On yıldır dört bir koldan Yeni Türkiye'yi boğmaya çalışanlara
tarihi bir ders veren milletimiz, 24 Haziran'da bir destan daha
yazdı.
Unutmayalım ki, Pentagon'un stratejik aklı konumundaki RAND
Corporation isimli düşünce merkezi daha 2009'da hazırlattığı
raporlarda İslam dünyasında hegemonik konuma yükselen Türkiye'nin
iç savaş, terör saldırıları, dış yaptırımlar, medya operasyonları,
mali krizler ve diğer beşinci kol faaliyetleriyle dizginlenmesi ya
da kaosa sürüklenmesi çağrısında bulunmuştu.
Sadece Pentagon değil Atlantik dünyasını sevk ve idare eden 'üst
aklın' en etkin aparatları konumundaki CIA, MOSSAD ve Şin Bet gibi
istihbarat örgütleri de Ortadoğu'da bölgesel savaşların
derinleştirilmesi yoluyla Türkiye'nin durdurulması gerektiğini
ısrarla vurguluyordu.
Örneğin bu odakların medyadaki kalemşörlerinden Nicholas Danforth,
Washington Post'taki 18 Ağustos 2017 tarihli yazısında "Erdoğan her
zamankinden güçlü görünse de Türkiye önümüzdeki yıl şiddet
sarmalına girecek" tehdidiyle bu kaotik senaryoları
pazarlayabiliyordu.
Tarihin sonunu ilan edenler şimdi Türkiye'nin geri dönüşünün şaşkınlığı içinde.
Zira Türkiye'nin bağımsızlaşmasıyla birlikte Ortadoğu'daki vesayet sisteminin de ağır darbeler alacağını biliyorlar.
Görünen o ki İslam dünyasında 15 Temmuz direnişi ile 24 Haziran zaferinden ilham alan yeni bir Arap Baharı filizlenecek.

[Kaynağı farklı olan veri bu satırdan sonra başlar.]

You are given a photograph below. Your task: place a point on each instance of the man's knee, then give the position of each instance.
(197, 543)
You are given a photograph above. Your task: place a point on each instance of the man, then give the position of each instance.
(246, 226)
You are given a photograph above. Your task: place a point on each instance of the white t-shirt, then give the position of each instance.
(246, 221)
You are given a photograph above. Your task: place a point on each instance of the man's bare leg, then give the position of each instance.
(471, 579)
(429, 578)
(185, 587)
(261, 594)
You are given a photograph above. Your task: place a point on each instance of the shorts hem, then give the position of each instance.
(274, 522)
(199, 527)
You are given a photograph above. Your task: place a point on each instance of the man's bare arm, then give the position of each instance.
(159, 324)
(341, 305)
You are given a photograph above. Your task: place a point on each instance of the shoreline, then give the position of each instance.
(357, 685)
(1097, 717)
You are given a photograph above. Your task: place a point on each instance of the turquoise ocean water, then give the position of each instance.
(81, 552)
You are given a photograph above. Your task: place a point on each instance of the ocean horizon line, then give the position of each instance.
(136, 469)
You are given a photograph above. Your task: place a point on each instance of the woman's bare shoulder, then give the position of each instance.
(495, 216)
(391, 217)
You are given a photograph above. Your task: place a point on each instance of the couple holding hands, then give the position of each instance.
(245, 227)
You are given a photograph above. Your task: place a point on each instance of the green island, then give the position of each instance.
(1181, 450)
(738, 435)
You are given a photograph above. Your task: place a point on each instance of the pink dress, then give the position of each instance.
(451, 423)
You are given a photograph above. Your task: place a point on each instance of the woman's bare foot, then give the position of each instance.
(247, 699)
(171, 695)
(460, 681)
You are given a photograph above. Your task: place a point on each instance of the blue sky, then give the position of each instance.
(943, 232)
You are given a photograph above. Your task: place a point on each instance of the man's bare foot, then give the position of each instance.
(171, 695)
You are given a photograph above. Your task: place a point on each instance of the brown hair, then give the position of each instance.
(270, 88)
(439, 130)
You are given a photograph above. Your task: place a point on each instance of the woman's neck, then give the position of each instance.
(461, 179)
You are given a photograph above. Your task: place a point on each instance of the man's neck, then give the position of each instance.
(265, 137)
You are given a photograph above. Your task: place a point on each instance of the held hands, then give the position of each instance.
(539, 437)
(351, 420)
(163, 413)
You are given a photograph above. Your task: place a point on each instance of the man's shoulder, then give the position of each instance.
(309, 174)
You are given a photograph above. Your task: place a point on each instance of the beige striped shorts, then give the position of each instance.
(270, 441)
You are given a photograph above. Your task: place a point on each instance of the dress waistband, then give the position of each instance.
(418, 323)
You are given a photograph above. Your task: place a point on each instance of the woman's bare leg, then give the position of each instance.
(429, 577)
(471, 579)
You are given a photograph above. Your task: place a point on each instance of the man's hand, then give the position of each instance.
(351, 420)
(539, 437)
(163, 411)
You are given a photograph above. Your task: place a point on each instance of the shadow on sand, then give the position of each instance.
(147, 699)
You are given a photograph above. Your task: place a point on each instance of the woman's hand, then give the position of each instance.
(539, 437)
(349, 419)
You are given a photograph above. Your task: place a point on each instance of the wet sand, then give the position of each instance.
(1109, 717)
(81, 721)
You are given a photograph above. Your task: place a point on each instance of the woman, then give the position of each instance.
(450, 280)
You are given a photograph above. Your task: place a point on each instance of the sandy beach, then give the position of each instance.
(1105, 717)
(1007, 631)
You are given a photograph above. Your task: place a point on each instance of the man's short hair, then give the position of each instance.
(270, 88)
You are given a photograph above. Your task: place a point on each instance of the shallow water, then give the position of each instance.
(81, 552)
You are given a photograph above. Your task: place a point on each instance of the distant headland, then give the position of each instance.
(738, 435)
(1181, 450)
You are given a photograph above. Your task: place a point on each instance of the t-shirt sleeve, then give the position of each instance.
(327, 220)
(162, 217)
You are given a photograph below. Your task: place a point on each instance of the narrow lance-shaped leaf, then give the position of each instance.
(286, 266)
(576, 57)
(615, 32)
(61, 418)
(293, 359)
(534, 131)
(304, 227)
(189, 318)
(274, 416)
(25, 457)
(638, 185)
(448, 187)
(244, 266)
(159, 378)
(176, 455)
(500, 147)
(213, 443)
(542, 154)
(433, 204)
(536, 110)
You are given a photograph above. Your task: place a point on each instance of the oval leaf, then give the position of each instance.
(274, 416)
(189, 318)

Zaten sırf bu korku yüzünden ilk Arap Baharı'nın yeşerttiği bütün umutları barbarca yok etmediler mi?
Mısır'da seçimle işbaşına gelen İhvan'ı darbe ve katliamla alaşağı ettiler.
Irak ve Suriye'yi yavaş yavaş dağılma noktasına getirdiler. Yemen ve Libya'yı iç savaşla felç ettiler.
Üstümüze FETÖ, PKK ve DEAŞ gibi terör örgütlerini eşzamanlı olarak saldılar.
Hiçbiri çözüm olamayınca da 15 Temmuz'da bizzat kendileri harekete geçerek ülkemizi işgale kalkıştılar. *** Ancak başaramadılar. Bundan sonra da başaramayacaklar. Çünkü bu millet, 24 Haziran ile birlikte vesayet sistemine en öldürücü darbeyi indirdi.
Dolayısıyla Batı'nın bu saatten sonra Türkiye'ye istikamet çizme imkânı kalmadı. Miadını dolduran Atlantik dünyası bizim için artık bir soru işaretidir.
Yeni bir dünyaya adım atıyoruz.
Statükonun yerine daha adil bir küresel mimari oluşacak. Atlantik masalları dönemi bitti.
Başkanlık Sistemi ile birlikte ülkemizde yeni bir paradigma devreye giriyor.
Dost da düşman da biliyor ki Türkiye artık Batı'ya katlanmaktan vazgeçti.
Bütün bir yirminci yüzyılı kendini, tarih ve kültürünü inkârla heba eden eski Türkiye her anlamda bir vazgeçişin öyküsüydü. Yeni Türkiye ise kendine ve tarihine dönüşün yolculuğudur.
Bu yüzden Atlantik imzalı "Erdoğan'ı düşürün!" veya "Yeni bin yılın Selahaddin'ini durdurun!" talimatları bir işe yaramadı, yaramayacak.
Bu halk, Türkiye'ye racon kesenlerin bütün kirli hesaplarını Erdoğan'a sahip çıkarak alt üst etti. Daha da edecek.